Em nota, o Planalto diz que “qualquer discussão anterior ou minuta elaborada em fase de estudos fica prejudicada pela versão final do decreto”. “Essa foi a decisão final do presidente Michel Temer sobre o assunto”, completou o texto.
Setor portuário
Em anúncio publicado em jornais na semana passada, entidades que representam o setor portuário cobraram uma definição do TCU sobre a liberação do decreto e disseram que a demora interfere na decisão de novos investimentos e traz insegurança jurídica.

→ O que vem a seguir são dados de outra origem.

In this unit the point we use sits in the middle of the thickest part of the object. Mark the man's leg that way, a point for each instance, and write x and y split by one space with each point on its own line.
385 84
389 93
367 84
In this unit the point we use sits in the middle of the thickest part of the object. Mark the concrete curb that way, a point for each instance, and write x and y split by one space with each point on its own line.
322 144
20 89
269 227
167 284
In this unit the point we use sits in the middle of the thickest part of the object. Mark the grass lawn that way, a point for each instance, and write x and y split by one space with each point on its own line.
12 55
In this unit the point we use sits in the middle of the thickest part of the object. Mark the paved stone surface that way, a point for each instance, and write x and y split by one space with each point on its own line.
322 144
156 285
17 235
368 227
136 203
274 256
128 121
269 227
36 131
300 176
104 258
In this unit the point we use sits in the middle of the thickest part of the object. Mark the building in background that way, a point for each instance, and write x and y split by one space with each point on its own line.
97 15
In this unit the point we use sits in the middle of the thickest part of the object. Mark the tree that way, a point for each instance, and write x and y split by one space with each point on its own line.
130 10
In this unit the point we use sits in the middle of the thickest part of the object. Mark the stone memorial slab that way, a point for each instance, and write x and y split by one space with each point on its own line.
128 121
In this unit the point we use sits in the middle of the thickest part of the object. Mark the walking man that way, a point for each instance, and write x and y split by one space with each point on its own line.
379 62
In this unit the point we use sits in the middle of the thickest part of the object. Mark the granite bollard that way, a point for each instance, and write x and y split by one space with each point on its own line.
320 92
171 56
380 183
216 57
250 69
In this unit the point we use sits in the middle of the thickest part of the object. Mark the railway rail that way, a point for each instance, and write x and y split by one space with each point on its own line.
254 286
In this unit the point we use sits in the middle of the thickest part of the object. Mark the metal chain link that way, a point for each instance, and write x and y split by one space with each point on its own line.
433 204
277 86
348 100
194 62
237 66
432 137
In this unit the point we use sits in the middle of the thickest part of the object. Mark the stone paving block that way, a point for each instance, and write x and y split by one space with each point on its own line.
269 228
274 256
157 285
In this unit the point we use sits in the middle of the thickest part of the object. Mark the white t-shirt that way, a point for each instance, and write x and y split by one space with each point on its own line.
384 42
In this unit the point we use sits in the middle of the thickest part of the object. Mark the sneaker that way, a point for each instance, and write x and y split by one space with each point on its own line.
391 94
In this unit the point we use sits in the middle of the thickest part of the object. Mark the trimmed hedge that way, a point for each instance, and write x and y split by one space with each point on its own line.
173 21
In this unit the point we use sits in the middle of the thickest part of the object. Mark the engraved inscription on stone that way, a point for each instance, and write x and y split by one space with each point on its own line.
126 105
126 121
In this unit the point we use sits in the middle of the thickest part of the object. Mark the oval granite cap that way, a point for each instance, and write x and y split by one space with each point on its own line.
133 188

Essas associações também estiveram presentes em diferentes momentos dos trabalhos para elaboração do decreto. Presencialmente, segundo atas de reuniões obtidas pelo Estado, foram a quatro encontros.
“O que o empresariado faz? Fica com a insegurança jurídica e retém os investimentos?”, questiona Angelino Caputo, diretor executivo da Associação Brasileira de Terminais e Recintos (Abtra). O setor calcula que no último ano R$ 23 bilhões em investimentos ficaram represados.
O TCU questiona não só a prorrogação dos arrendamentos em até 70 anos, mas também a realização de investimentos fora da área do terminal e a substituição da área arrendada por outra dentro do porto. Isso levou o governo a suspender a adaptação dos contratos até que a Corte defina sua posição. Existem hoje 114 pedidos de empresas na fila.
O presidente da Associação de Terminais Portuários Privados (ATP), almirante da reserva Murillo Barbosa, faz defesa dos trabalhos em torno do decreto. “O modelo adotado pelo governo conosco deveria ser um processo para qualquer discussão de governo. O decreto foi extremamente legal”, afirmou ele.